1

I have a twitter developer account with access to the v2 API and am trying to count the number of tweets posted by certain organisations (replaced it with POTUS in the example code) over the past years. However, I can only count the tweets from the last month. If I want to see the months prior to that I need to manually add the next_token to the script. This would be very time-consuming. Instead, I would like to have a script with automatic pagination.

My knowledge is very rudimentary and I don't understand how others have fixed this issue. I know I should write some kind of loop, but this is above my head.

library(httr)

bearer_token = ""

headers = c(
  `Authorization` = sprintf('Bearer %s', bearer_token)
)

params = list(
  `query` = 'from:POTUS',
  `start_time` = '2017-01-01T00:00:00Z',
  `end_time` = '2022-01-01T00:00:00Z',
  `granularity` = day
)

response <- httr::GET(url = 'https://api.twitter.com/2/tweets/counts/all', httr::add_headers(.headers=headers), query = params)

body <-
  content(
    response,
    as = 'parsed',
    type = 'application/json',
    simplifyDataFrame = TRUE
  )


View(body$data)
sum(body$data$tweet_count)
Steven-f
  • 11
  • 1

1 Answers1

0

The Twitter API documentation notes:

The process of looking for a next_token and including it in a subsequent request can be repeated until all (or some number of) Tweets are collected, or until a specified number of requests have been made. If data fidelity (collecting all matches of your query) is key to your use case, a simple "repeat until request.next_token is null" design will suffice.
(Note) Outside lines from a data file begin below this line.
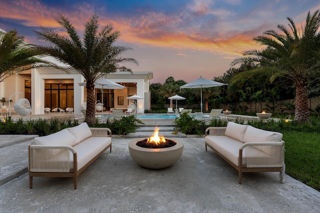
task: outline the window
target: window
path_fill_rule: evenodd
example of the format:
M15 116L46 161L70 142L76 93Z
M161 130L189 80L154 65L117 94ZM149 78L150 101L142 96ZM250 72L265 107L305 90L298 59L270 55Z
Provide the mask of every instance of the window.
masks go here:
M124 96L118 96L118 105L124 105Z

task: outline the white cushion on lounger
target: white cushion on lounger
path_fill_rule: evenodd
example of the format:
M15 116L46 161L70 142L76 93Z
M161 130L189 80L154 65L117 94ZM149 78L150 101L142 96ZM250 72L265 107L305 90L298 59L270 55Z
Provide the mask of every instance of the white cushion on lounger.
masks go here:
M224 135L243 142L247 127L248 125L242 125L229 121L226 125Z
M66 129L78 140L78 143L92 136L92 132L86 123L82 123L78 126Z
M34 138L31 144L44 146L70 146L78 144L78 140L64 129L60 131L46 136Z

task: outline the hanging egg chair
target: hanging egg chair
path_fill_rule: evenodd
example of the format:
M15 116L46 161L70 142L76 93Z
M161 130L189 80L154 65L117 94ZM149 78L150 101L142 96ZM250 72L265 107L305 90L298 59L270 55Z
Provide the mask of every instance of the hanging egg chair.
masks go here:
M98 103L96 104L96 111L97 112L100 112L102 111L102 105L101 103Z
M16 114L21 116L26 116L31 113L30 102L26 98L22 98L16 101L14 109Z

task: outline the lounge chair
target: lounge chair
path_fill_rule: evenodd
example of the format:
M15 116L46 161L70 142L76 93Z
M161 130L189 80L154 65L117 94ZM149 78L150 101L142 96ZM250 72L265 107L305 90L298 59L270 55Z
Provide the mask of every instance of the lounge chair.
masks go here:
M126 113L128 113L129 115L131 115L131 113L134 112L132 111L132 109L133 109L130 107L128 108L128 110L124 112L124 115L126 115Z
M50 113L50 110L51 109L50 109L49 107L46 107L44 108L44 114Z
M166 113L168 114L170 114L170 113L174 114L174 110L172 110L172 108L168 107L168 111L166 112Z
M181 110L181 114L184 114L185 112L188 112L188 115L190 115L192 112L192 109L182 109L182 110Z
M203 115L203 117L208 117L210 118L216 118L220 116L223 109L212 109L208 115Z
M63 109L62 109L60 108L58 108L58 109L59 109L59 112L60 113L61 113L62 112L63 112L64 113L66 112L66 110Z
M74 108L72 107L68 107L66 109L67 113L72 113L74 112Z
M113 115L112 118L116 120L121 119L121 118L124 116L122 109L114 109L112 110L112 114Z
M58 108L55 108L54 109L52 110L52 112L54 113L58 113Z

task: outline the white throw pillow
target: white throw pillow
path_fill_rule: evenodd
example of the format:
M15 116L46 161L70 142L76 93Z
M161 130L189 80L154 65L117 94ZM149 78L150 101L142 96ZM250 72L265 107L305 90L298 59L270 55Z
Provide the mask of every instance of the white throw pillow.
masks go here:
M226 125L224 135L243 142L248 126L248 125L243 125L229 121Z
M248 126L244 134L244 143L280 142L283 135L278 132L270 132Z
M66 129L46 136L34 138L31 144L44 146L70 146L78 143L78 140Z
M86 123L82 123L76 127L67 128L76 139L78 143L92 136L92 132Z

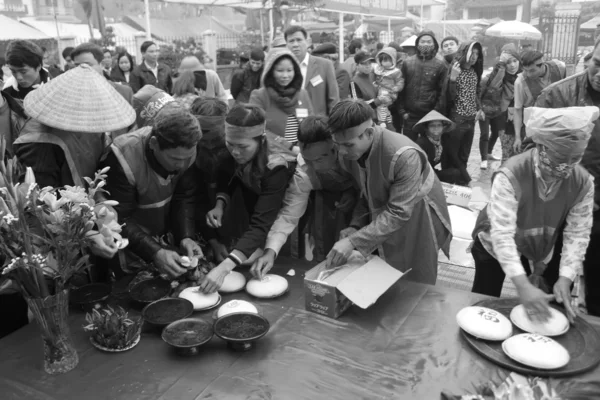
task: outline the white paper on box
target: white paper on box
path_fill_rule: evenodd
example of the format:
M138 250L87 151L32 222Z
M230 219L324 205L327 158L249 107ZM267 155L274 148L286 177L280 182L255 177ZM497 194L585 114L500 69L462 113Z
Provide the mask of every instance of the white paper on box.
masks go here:
M404 274L375 256L337 285L340 292L362 309L375 304Z

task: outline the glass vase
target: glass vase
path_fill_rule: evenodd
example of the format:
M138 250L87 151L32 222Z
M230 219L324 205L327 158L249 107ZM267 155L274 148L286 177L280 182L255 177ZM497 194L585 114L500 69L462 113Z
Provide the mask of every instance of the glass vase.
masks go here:
M44 342L44 370L62 374L79 362L69 331L69 291L63 290L44 298L25 297Z

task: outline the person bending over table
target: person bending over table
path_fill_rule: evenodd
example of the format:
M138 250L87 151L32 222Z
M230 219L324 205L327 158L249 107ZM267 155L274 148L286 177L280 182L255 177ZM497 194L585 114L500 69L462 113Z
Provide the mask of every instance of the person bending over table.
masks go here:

What they're trying to communicate with the last sentence is that you need to implement some sort of code that repeats itself until either (a) the token is not in the response (indicating you collected all matches) or (b) you have enough data.

In R, we call this type of "repeat until" a while loop or repeat loop. Here's the structure of your desired loop:

  1. Make a request.
  2. Store the results in some object/file.
  3. Extract the next_token from "meta" attribute of the JSON response.
  4. Construct a new query with the next_token string.
  5. Repeat steps 1-4 until either no next_token is in the response OR you've gone through as many pages as you desire.
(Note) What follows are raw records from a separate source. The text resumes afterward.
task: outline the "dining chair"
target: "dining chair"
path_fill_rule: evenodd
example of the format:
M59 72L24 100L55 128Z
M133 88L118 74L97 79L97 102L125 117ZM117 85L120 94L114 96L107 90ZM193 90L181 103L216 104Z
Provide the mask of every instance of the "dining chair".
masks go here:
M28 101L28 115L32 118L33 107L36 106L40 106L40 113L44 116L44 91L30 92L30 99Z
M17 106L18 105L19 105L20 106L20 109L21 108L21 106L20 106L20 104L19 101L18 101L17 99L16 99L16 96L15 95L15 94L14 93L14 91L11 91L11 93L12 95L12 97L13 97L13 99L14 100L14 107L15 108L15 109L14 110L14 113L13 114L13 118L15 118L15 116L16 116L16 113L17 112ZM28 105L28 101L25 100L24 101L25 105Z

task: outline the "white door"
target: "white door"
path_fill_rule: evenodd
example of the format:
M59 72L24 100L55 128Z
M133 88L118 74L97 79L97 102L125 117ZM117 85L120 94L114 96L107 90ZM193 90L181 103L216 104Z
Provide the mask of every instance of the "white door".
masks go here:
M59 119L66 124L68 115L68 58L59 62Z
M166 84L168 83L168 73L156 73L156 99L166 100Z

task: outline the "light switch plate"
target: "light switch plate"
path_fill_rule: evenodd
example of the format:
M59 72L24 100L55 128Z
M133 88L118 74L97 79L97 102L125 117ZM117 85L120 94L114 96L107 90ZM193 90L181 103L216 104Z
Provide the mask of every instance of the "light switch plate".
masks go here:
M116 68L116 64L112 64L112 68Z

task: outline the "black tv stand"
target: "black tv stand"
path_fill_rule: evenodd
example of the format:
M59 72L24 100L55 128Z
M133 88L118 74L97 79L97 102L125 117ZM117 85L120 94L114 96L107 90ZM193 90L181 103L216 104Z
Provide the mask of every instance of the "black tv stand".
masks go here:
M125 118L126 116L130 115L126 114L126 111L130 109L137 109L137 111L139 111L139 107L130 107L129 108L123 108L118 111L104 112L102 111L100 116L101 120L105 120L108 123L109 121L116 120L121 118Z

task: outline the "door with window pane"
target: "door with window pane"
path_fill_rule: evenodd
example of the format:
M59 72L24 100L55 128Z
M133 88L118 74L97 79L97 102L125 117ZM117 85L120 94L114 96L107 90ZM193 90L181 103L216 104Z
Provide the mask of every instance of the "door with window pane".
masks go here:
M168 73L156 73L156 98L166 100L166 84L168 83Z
Since (a) it sounds like you know how to make a call and get the token but that you are worried about how long it would take to manually doing all of this and (b) I cannot access your data, I'm gong to focus on a stylized solution.

In the below, I introduce a function auto_paginate(). If you replace the placeholder functions I've inserted with code to accomplish the specified tasks, it will automatically paginate. The loop is embedded within the function and it's well-annotated where the loop begins/ends, how it exits, etc.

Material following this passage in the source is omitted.